Owners Holding On To ‘Losers’ Could Be Skewing CRE Pricing

Only when the market opens up fully and a broader spectrum and type of properties start to trade will we have a better signal on where prices are going.

The old adage that owners will sell a winner but hold onto a loser seems to be holding true amid the pandemic-fueled slowdown. And that tendency towards potential sellers keeping “losers” off the market seems to be affecting average commercial sales prices. 

That’s according to a new analysis from New York-based commercial real estate data firm Real Capital Analytics crunching the numbers for the deal volume for office, industrial and retail property that has sold at least once since 2007. 

“Those markets where a greater proportion of investors will stay in the money in the event of small-to-medium prices falls are likely to remain more liquid than those where a greater proportion of investors would experience losses in the event of the same drop in market pricing,” wrote RCA’s Senior Director for the EMEA region Tom Leahy in a blog post.

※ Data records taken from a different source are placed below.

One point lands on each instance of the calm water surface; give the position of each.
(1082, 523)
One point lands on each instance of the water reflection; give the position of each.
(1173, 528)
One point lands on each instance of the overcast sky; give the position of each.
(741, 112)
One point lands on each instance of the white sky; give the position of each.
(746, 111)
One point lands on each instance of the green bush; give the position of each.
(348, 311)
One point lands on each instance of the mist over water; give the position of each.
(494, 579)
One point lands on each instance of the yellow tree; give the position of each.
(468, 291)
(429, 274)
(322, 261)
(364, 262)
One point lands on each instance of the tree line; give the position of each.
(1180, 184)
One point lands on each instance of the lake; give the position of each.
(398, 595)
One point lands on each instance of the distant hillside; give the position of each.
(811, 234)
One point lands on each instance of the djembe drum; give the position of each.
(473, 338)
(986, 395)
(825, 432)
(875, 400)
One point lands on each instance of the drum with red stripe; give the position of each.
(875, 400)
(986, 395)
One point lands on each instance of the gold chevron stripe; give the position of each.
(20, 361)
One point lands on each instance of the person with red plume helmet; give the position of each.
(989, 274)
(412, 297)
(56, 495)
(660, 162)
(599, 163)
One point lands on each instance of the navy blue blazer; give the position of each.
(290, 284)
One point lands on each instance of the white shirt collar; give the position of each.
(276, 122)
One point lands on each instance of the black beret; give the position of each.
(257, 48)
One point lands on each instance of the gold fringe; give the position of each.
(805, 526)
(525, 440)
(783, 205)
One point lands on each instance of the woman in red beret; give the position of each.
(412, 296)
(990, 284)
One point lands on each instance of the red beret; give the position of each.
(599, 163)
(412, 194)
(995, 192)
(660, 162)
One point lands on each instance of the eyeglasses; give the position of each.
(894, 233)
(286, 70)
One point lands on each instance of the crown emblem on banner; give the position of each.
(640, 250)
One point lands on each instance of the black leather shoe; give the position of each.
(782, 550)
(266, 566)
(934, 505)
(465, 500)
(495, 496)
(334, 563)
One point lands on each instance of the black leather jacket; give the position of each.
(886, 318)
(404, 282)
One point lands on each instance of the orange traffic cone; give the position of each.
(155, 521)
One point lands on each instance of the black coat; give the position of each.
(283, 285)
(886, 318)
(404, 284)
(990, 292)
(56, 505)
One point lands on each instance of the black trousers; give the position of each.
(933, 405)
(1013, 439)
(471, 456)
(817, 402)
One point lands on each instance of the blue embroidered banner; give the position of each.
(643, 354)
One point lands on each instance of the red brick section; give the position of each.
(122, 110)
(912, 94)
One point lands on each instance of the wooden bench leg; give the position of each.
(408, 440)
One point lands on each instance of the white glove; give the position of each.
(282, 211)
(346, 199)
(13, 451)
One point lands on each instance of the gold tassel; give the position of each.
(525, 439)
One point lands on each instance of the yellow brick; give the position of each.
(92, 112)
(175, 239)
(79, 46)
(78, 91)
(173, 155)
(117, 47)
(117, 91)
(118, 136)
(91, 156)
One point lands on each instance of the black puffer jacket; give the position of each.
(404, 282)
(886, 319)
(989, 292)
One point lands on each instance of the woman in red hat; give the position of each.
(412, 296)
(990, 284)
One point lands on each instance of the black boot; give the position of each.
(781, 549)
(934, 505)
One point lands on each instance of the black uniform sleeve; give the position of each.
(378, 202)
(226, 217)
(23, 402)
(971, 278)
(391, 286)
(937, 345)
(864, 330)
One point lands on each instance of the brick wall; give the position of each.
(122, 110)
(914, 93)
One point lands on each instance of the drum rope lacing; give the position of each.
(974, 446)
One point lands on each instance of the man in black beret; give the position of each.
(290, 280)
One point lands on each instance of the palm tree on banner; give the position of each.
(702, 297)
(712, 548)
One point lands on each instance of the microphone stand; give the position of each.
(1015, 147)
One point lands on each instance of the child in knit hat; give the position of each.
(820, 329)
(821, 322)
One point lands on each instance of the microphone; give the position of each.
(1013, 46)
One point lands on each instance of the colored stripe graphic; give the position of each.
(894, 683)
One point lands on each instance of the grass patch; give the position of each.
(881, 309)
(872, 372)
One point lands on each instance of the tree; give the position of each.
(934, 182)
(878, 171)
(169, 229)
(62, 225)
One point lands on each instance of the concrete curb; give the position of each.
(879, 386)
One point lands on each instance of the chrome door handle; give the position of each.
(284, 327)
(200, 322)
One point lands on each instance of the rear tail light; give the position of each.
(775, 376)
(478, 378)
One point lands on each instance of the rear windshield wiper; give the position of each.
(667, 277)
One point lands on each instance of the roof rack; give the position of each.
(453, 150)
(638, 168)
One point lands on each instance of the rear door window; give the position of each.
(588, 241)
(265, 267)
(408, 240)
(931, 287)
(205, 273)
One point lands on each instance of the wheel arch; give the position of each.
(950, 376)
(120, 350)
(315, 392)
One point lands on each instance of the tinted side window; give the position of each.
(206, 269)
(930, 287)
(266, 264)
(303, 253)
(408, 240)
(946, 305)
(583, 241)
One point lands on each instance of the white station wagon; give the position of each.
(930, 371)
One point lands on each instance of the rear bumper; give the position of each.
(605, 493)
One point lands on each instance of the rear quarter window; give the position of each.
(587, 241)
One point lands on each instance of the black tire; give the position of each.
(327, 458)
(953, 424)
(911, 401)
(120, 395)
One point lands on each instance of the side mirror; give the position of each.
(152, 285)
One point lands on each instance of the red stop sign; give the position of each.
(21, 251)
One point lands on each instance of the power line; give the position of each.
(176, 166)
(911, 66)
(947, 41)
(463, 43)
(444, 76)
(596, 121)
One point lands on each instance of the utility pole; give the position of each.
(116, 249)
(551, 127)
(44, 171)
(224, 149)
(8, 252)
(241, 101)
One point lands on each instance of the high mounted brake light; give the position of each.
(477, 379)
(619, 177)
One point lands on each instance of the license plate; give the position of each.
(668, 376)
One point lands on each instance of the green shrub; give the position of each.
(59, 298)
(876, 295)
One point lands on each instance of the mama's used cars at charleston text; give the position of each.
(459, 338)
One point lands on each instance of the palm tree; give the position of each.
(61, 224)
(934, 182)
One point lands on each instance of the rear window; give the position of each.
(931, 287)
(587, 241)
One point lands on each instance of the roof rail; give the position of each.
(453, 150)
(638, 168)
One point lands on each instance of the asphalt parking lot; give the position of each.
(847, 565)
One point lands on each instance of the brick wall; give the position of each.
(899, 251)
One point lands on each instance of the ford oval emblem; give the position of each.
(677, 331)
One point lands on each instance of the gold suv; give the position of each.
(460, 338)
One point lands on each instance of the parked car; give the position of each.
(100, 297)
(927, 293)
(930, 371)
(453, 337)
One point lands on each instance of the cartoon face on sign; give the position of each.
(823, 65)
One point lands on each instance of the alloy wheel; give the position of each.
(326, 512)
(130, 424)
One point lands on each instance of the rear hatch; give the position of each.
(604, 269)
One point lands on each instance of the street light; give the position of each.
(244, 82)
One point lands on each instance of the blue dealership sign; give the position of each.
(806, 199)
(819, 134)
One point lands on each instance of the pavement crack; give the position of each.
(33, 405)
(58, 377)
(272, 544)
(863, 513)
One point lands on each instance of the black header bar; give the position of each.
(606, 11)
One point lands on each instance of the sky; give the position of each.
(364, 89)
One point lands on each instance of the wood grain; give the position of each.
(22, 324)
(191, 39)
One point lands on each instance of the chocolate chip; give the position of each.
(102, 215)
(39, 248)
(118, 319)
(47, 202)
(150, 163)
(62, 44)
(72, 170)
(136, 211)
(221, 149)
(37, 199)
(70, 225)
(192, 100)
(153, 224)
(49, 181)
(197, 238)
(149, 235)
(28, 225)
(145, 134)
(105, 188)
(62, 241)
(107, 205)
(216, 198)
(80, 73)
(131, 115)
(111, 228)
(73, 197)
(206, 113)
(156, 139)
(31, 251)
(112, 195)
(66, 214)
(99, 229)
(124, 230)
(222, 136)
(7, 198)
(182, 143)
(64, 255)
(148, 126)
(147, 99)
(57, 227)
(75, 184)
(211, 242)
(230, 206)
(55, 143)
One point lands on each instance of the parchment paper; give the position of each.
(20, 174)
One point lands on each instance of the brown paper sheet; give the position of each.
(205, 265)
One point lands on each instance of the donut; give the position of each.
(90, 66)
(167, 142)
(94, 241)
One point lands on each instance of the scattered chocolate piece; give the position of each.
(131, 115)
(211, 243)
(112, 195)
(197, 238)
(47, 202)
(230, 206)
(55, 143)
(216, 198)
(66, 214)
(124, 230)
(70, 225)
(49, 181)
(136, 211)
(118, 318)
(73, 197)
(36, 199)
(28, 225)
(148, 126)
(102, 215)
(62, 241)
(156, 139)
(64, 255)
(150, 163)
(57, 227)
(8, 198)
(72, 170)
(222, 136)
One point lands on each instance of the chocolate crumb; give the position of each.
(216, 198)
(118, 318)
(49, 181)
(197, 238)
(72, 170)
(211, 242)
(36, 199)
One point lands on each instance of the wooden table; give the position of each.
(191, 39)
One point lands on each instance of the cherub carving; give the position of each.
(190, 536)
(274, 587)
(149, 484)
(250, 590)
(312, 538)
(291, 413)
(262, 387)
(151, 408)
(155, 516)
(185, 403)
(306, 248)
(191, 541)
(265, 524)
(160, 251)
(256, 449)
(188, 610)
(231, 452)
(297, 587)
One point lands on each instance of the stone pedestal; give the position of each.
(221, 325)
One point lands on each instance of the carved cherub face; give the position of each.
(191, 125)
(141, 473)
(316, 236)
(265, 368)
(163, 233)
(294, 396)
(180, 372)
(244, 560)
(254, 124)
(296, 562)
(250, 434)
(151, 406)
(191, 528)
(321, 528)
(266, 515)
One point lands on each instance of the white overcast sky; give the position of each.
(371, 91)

Variations from region-to-region are significant. Leahy notes that liquidity in markets such as San Francisco, where the rate in price growth has been at such a clip that prices would have to drop significantly before most investors would be underwater on their investments, is less vulnerable than it is a market such as London, where the price growth rate has been modest since the June 2016 Brexit vote.

There are caveats, however, Leahy notes. For one, pricing movement is calculated metro-wide and doesn’t account for variations at the property-level that can cause significant deviations from the local average.

He continues: “Second, while volumes and deal flow have plummeted in the wake of the Covid-19 lockdown, property prices in the direct market are yet to shift significantly.” Leahy points to a recent analysis from the MIT Center for Real Estate Price Dynamics Platform which indicates that the expectations of buyers and sellers have moved further apart since the beginning of the COVID-19 crisis. The MIT analysis concludes that this could portend softening prices that are being cushioned by the current low-interest rates and the weight of capital.

“Anecdotally, we know that deals for good quality assets are completing with very small price adjustments to those agreed pre-crisis, but it is only when the market opens up fully and a broader spectrum and type of properties start to trade that we will have a better signal on where prices are going in the second half of the year,” Leahy concludes.